Spline populator

A populator shape that distributes objects along a curve. Place fences, roads, hedges, lamp posts, or any repeating element along an authored path.

A spline is a populator shape. Pick the spline shape on a populator and you get a curve along which the populator's objects distribute. Useful for fences, hedges, roads, walls of crowd extras, lamp posts, or any element that repeats along a path.

Build mode with a spline-shaped populator running through a dense tropical forest. The spline curve is visible as a white line with control-point markers, distributing road tiles along the path

What it does

Most populator shapes distribute objects across an area – a forest in a polygon, parade-goers in a rectangle. The spline shape distributes along a curve instead. Set the path; the populator places its objects along it at intervals you control.

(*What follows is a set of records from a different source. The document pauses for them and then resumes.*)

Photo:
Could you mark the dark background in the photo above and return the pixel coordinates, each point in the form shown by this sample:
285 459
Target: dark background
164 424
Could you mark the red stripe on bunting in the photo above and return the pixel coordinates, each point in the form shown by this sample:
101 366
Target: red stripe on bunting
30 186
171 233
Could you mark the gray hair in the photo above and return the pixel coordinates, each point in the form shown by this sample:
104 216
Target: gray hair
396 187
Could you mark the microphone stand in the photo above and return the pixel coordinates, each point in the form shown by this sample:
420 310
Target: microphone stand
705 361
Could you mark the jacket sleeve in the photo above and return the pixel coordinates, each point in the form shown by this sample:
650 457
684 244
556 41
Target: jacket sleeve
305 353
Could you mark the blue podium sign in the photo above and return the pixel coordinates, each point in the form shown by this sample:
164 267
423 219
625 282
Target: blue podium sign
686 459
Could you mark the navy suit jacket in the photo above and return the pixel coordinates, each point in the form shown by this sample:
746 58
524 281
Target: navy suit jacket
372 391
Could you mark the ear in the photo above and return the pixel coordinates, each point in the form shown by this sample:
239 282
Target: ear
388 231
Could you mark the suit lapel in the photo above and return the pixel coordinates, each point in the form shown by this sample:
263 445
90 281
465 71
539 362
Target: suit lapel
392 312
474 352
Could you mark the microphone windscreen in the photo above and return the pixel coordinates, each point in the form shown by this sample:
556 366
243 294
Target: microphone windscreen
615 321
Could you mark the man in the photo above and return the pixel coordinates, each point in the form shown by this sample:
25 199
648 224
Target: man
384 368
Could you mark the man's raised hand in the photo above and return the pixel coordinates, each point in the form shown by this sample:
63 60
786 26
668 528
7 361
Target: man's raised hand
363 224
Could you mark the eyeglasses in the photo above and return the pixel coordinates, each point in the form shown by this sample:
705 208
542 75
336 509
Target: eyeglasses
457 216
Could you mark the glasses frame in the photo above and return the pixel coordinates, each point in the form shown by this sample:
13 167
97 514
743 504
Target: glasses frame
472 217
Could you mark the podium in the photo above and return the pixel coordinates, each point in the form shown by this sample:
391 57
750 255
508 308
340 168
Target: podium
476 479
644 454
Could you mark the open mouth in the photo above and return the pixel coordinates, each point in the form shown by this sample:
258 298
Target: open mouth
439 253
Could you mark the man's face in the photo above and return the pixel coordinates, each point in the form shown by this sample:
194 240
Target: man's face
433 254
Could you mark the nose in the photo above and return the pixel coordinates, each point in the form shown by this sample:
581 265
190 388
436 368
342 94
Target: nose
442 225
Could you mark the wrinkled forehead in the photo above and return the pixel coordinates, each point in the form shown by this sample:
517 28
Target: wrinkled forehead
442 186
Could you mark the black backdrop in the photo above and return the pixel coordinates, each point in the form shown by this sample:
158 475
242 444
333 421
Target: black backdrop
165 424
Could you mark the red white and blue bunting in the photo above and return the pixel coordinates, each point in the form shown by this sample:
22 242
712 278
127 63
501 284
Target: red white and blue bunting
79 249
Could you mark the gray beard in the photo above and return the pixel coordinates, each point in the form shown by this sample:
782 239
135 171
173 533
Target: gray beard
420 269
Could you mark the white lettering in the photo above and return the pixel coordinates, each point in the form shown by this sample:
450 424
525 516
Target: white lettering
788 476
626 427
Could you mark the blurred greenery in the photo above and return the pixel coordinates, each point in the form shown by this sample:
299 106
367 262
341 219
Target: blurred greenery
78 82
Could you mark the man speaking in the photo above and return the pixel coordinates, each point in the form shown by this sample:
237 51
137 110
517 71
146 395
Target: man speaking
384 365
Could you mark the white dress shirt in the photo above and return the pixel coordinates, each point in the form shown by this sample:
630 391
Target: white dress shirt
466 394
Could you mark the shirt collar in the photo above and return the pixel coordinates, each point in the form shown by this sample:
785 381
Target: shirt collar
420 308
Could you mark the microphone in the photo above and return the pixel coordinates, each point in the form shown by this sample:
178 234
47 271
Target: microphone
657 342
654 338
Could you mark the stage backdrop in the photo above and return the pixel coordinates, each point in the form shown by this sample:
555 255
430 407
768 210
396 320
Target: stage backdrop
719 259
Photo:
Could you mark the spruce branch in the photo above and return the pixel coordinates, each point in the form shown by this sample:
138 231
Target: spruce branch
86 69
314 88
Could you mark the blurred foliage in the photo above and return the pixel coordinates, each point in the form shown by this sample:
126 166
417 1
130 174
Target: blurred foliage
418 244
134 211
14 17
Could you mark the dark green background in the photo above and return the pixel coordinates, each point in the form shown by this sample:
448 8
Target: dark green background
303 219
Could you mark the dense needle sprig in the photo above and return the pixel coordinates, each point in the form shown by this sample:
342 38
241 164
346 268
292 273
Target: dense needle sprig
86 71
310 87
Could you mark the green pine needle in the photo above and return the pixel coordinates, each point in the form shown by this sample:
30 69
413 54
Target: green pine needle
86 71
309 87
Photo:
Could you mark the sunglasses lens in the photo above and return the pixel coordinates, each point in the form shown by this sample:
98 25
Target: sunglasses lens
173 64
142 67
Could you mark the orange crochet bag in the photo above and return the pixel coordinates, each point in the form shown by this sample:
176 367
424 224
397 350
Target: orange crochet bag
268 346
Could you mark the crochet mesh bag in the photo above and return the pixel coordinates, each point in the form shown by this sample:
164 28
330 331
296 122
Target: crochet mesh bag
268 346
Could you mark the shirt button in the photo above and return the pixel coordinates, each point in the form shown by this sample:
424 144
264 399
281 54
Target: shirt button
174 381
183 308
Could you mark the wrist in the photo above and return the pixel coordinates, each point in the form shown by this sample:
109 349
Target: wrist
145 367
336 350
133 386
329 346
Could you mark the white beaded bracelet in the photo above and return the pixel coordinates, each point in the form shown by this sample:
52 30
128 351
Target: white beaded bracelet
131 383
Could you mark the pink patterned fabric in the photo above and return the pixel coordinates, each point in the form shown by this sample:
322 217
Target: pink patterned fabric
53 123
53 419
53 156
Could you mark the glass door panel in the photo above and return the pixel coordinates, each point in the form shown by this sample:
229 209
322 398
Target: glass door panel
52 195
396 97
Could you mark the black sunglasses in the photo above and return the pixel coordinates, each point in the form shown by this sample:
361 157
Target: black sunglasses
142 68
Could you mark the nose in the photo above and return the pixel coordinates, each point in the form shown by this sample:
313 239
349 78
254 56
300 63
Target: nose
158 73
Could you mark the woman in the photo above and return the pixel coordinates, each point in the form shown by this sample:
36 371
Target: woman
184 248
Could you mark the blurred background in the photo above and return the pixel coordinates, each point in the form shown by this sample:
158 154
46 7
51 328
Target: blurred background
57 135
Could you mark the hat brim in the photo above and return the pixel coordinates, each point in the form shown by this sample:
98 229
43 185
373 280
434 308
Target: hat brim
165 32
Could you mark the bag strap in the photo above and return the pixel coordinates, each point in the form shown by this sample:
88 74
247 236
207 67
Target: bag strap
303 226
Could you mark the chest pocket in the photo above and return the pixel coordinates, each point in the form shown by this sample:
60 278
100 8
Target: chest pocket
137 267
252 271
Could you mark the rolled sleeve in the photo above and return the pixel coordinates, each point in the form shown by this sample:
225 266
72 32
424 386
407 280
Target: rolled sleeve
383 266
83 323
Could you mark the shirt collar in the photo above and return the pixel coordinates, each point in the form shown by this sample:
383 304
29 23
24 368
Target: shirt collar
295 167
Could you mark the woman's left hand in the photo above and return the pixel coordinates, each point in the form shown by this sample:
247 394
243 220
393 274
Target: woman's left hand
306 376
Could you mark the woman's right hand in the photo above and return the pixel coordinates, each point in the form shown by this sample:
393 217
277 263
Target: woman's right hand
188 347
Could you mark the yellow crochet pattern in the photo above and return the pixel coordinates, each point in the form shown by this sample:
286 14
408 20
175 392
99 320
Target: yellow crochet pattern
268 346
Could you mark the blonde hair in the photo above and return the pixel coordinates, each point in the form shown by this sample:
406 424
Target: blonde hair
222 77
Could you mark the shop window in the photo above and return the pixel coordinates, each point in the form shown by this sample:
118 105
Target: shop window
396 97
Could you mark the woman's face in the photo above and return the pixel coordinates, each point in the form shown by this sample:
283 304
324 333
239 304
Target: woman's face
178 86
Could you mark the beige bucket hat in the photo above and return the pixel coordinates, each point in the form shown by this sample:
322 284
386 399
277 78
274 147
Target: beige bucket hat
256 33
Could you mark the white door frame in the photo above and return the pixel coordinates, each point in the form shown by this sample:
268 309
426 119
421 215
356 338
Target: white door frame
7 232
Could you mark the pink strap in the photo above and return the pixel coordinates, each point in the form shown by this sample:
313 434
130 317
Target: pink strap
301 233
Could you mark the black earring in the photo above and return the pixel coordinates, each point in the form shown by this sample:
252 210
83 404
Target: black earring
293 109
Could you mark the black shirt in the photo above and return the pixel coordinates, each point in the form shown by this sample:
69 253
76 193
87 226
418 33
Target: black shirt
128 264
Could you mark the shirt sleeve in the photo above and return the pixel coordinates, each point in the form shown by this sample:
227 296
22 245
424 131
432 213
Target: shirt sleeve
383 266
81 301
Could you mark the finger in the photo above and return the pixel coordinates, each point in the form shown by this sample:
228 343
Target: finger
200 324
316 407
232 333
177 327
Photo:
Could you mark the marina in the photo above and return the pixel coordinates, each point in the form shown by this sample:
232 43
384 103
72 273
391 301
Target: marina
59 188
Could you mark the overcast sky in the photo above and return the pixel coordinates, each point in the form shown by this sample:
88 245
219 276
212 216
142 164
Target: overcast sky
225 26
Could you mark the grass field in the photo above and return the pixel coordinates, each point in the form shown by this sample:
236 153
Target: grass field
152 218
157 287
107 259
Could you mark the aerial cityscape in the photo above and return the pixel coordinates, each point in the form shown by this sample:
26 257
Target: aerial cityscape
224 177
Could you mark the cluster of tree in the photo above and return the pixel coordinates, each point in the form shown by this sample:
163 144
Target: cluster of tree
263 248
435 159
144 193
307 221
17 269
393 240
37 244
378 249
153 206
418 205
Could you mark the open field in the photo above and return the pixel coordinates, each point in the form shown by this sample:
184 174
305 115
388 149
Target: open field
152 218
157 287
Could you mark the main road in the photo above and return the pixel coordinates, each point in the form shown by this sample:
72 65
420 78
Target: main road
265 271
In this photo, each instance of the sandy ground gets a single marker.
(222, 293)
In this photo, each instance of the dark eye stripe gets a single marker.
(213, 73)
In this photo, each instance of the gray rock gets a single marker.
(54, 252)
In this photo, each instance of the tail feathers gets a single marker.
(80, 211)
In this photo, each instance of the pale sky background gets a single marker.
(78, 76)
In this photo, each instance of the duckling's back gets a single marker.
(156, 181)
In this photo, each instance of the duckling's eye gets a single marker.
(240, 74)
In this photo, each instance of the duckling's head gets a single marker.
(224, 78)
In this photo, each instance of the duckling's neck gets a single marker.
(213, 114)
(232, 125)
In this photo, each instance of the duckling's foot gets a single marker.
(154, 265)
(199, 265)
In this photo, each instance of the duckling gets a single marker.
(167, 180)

The pattern shows up in real production constantly: a fence around a yard, a road through a town, a hedge along a property line, lamp posts down a street. Authoring each as a separate placed asset is tedious. A spline populator places them all at once, and editing the spline updates the layout live.

How to use it

1

Create a populator

Build mode → add a populator. The populator appears with the default shape.

2

Set the shape to spline

In the populator's properties panel, find the Shape field. Pick Spline. The populator's footprint switches to a curve with editable handles.

3

Pick the element to distribute

Set the populator's element to the asset you want repeated along the curve – a fence segment, a road tile, a lamp post, a tree. The populator places one instance per spline segment by default.

4

Edit the curve

Double-click the populator to enter spline-edit mode. The curve's control handles become interactive. Use the in-app shortcuts (visible in the Keyboard Shortcuts panel) to add, move, or remove handles along the curve. Double-click the populator again to exit spline-edit mode and return to normal selection.

5

Adjust object orientation if needed

The populator places each object using the asset's native rotation. Some assets face the wrong direction by default for spline use (fence segments designed front-on need to be rotated to face along the curve). Open the populator's element properties and adjust the rotation field. Common case: setting rotation to 90° aligns a fence segment's long axis with the spline.

Roads

Roads are a special variant of the spline populator. Add a road and you get a road segment along the spline; the rest of the editing flow is identical to the spline workflow above.

When to reach for it

  • Linear repeating elements. Fences, hedges, walls, lamp posts, road tiles, signage along a route.

  • A path through a scene. A road, a sidewalk, a river bank where you want consistent objects placed along it.

  • Layouts that need to follow terrain. Curves that bend with the ground, where placing each object by hand would mean fighting the geometry.

When not to reach for it:

  • Area distribution. A forest, a crowd in a square, scattered debris – use a regular polygon-shape populator.

  • Single-object placement. One bench in a park doesn't need a populator; just place it.

Common mistakes

  • Trying to edit the curve without entering spline-edit mode. Selecting the populator shows handles, but editing them needs the explicit double-click into edit mode. Without it, drags will move the populator's whole footprint instead of reshaping the curve.

  • Wrong-facing assets. A fence segment that looks great in isolation may face perpendicular to the spline when placed. Fix in the populator's element rotation field, not by re-authoring the asset.